Three habits that could improve your health
If you're feeling run-down, sluggish and generally a bit worse for wear, it might be time to make some lifestyle changes. Introducing just a few new healthy habits could dramatically improve your quality of life and reduce the likelihood of more serious medical issues cropping up as you get older.
Add short bouts of exercise
Almost everyone is aware of how beneficial exercise is for their health. However, knowing the upsides of physical activity isn't always enough to motivate a person to put on their gym clothes and get moving, particularly in cases where the person in question already has a very busy daily schedule. If you're struggling with this issue, it's important to realise that you don't have to spend hours at the gym in order to improve your fitness levels. Doing small amounts of exercise each day could be enough to produce significant physical health benefits over time.

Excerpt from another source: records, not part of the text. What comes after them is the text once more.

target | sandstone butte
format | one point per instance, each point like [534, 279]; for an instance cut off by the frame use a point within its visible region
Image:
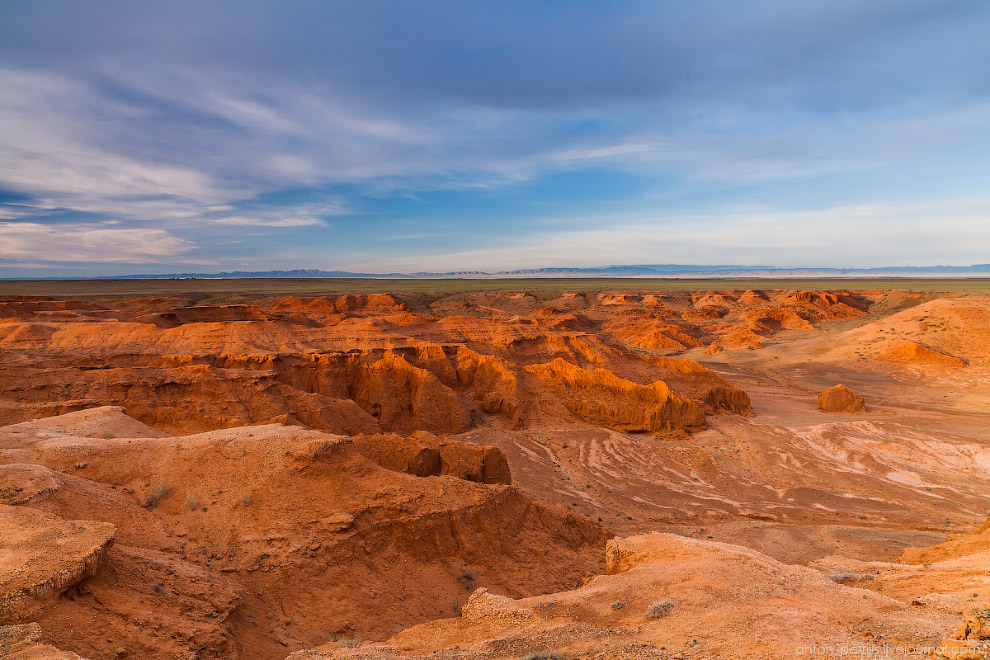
[494, 475]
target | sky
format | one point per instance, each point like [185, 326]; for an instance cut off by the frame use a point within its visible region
[160, 137]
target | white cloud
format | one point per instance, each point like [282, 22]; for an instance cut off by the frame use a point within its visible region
[848, 236]
[88, 243]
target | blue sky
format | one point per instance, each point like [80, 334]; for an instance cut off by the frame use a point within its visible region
[406, 136]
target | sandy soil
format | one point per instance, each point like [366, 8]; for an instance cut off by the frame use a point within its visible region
[293, 473]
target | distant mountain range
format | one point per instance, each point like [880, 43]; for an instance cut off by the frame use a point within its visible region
[644, 270]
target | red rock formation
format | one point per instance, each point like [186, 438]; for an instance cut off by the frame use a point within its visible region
[601, 397]
[840, 398]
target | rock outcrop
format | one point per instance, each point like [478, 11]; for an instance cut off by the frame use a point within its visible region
[601, 397]
[42, 555]
[840, 398]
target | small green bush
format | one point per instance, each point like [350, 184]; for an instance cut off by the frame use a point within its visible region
[660, 608]
[157, 494]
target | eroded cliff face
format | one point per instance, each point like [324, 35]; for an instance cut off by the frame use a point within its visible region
[367, 364]
[291, 473]
[216, 533]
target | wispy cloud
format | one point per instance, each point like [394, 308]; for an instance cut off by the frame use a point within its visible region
[86, 243]
[239, 221]
[704, 123]
[847, 236]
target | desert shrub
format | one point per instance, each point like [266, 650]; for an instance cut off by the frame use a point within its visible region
[157, 494]
[467, 577]
[843, 577]
[660, 608]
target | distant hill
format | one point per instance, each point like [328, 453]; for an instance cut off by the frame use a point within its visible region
[642, 270]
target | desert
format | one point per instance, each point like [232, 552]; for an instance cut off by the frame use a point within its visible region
[494, 472]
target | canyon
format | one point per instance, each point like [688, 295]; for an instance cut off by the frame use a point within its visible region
[602, 472]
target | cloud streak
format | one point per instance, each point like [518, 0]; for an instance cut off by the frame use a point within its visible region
[472, 126]
[85, 243]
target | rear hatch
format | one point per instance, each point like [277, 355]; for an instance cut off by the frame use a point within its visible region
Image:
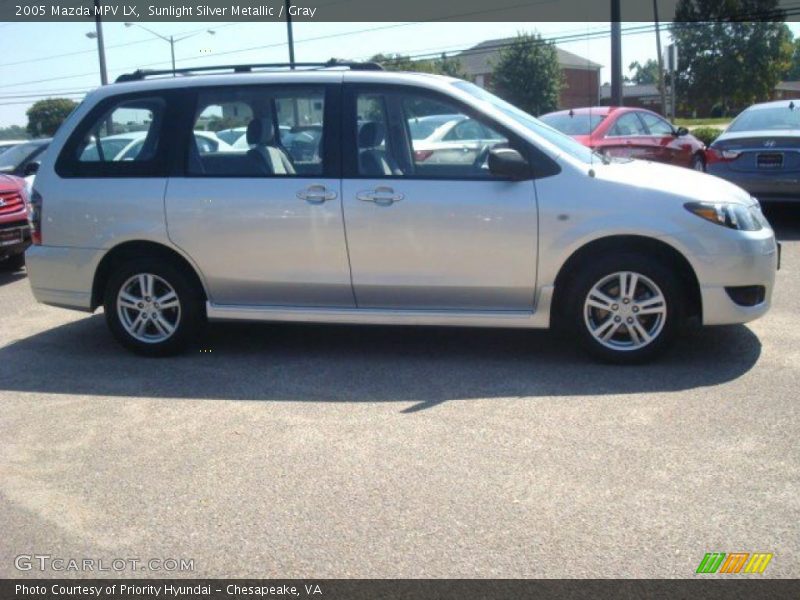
[761, 154]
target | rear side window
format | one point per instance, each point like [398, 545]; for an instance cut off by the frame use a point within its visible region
[119, 138]
[257, 131]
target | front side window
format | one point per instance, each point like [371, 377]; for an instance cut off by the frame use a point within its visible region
[135, 123]
[257, 132]
[420, 136]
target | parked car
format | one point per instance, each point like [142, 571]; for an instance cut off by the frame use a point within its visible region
[760, 151]
[423, 127]
[8, 144]
[630, 133]
[539, 232]
[126, 146]
[15, 235]
[23, 159]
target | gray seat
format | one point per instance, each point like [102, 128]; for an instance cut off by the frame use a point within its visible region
[265, 154]
[373, 161]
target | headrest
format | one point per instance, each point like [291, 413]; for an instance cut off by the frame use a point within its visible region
[370, 134]
[260, 132]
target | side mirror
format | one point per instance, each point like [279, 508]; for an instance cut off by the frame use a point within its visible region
[507, 162]
[31, 168]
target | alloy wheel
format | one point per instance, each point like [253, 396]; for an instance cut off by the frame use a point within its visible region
[625, 311]
[149, 308]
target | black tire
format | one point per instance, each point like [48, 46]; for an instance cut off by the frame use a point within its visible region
[13, 263]
[190, 308]
[578, 316]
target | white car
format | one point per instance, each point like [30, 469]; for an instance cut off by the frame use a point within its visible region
[536, 231]
[457, 140]
[126, 146]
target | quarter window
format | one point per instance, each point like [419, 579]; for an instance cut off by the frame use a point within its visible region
[656, 125]
[131, 125]
[628, 125]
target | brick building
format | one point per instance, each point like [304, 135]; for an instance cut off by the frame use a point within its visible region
[581, 75]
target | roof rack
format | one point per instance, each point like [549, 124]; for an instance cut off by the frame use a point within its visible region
[141, 74]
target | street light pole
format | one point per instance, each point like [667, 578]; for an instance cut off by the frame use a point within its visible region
[661, 88]
[101, 51]
[289, 34]
[171, 40]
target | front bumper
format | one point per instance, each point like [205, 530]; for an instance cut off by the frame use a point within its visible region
[14, 239]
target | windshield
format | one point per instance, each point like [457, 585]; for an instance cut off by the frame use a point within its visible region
[780, 117]
[555, 137]
[573, 124]
[12, 158]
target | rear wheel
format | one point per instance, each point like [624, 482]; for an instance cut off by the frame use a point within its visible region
[152, 307]
[625, 308]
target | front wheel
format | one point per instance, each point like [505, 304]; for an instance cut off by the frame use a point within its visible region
[152, 308]
[625, 308]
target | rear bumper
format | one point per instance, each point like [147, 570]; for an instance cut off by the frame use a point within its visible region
[764, 186]
[62, 276]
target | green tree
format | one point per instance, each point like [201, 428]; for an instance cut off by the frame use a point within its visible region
[732, 63]
[643, 74]
[13, 132]
[528, 75]
[45, 116]
[793, 72]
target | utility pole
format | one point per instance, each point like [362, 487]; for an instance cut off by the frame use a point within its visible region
[101, 50]
[661, 88]
[616, 54]
[289, 33]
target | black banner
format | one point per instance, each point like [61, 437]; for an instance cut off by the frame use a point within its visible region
[408, 589]
[366, 10]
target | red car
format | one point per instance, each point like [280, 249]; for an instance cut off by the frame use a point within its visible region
[15, 233]
[630, 133]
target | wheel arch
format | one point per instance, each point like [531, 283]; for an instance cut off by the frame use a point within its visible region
[139, 249]
[628, 243]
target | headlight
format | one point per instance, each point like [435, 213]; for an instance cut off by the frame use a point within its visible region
[733, 216]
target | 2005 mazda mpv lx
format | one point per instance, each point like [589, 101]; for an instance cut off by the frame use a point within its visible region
[327, 209]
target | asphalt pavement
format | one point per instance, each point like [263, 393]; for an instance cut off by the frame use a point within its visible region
[330, 451]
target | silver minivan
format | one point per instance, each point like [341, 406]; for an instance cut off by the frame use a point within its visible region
[333, 212]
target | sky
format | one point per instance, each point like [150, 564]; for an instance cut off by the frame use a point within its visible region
[39, 60]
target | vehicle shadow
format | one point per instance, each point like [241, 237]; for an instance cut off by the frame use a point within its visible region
[423, 365]
[7, 276]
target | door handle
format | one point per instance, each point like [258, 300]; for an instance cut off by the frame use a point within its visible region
[382, 195]
[316, 194]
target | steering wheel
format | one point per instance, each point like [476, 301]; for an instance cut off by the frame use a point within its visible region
[483, 156]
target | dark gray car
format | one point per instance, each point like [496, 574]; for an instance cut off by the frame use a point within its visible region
[760, 151]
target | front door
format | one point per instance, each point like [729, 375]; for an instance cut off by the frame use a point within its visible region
[437, 235]
[261, 216]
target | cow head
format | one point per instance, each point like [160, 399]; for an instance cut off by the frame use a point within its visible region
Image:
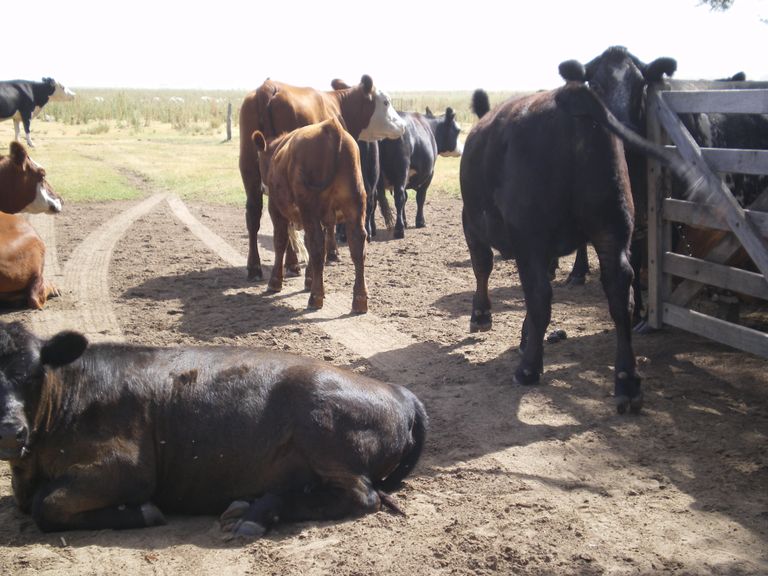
[384, 121]
[58, 92]
[446, 131]
[619, 78]
[23, 186]
[23, 361]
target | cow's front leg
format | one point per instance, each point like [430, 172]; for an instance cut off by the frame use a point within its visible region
[616, 276]
[88, 500]
[482, 265]
[356, 239]
[280, 240]
[400, 221]
[316, 245]
[421, 196]
[534, 277]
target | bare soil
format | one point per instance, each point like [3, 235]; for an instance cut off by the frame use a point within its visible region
[545, 479]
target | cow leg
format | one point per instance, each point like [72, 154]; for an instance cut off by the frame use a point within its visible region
[316, 245]
[421, 196]
[356, 240]
[616, 276]
[254, 206]
[580, 269]
[400, 221]
[87, 502]
[331, 248]
[534, 276]
[27, 130]
[280, 240]
[482, 265]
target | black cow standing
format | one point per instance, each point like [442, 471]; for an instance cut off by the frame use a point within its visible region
[23, 99]
[540, 176]
[408, 162]
[107, 435]
[620, 80]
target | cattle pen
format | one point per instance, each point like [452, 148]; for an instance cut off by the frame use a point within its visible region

For instance if you enjoy spending your evenings watching your favourite TV shows, start doing a few simple bodyweight exercises each time the advertisements begin to play; things like push-ups, squats and planks will all help you to build muscle and tone-up. Similarly, if you usually use your car for short trips (i.e. one or two mile distances), consider walking instead. Lastly, if your long commute and even longer workday make exercise difficult, it may be worth using your lunch break to go for a quick walk around a nearby park, or even a 15-minute swim at a local pool.
One of the habits that often prevents people from eating healthily is impulse-buying junk food during a grocery shop or while on their lunch break at work. Particularly if you're already feeling a bit tired and hungry, these events can make things like chocolate, crisps and sweets seem that much more tempting. You might find yourself throwing a few extra packets of biscuits into your shopping trolley or adding a family size bag of crisps to your lunch order at the shop.
Preparation and planning are the solutions to this problem. If you find it difficult to resist the lure of the chocolate aisle when grocery shopping, because the only time you have a chance to shop is after work when you're exhausted and hungry, consider switching to online shopping; this will reduce the chances of you mindlessly adding unhealthy items to your order and therefore make it easier to stick to better food options.
To avoid eating to excess during your break at work, devote an hour or so to meal-prepping at the beginning of the week, so that you have a healthy lunch ready each day. You could also keep your desk drawer stocked with non-perishable healthy snacks, such as nuts, seeds, dried fruit, rice cakes and protein bars.
Learn to manage your stress levels
Your mental health can have a direct impact on your physical wellbeing; chronic stress, for example, can cause issues like high blood pressure, headaches and heart problems. As such, it's extremely important to take steps to manage your stress levels. Regular exercise can help you to do this, as can things like making sure you get enough sleep (perhaps by skipping that late night film on TV and going to bed an hour earlier), practicing mindfulness mediation techniques and talking through your worries with a trusted friend or relative. If after trying out these strategies, you are still feeling very stressed out, it may be worth visiting your GP to see if they can offer assistance; in this type of scenario, doctors will sometimes offer medication or refer the patient on for therapy.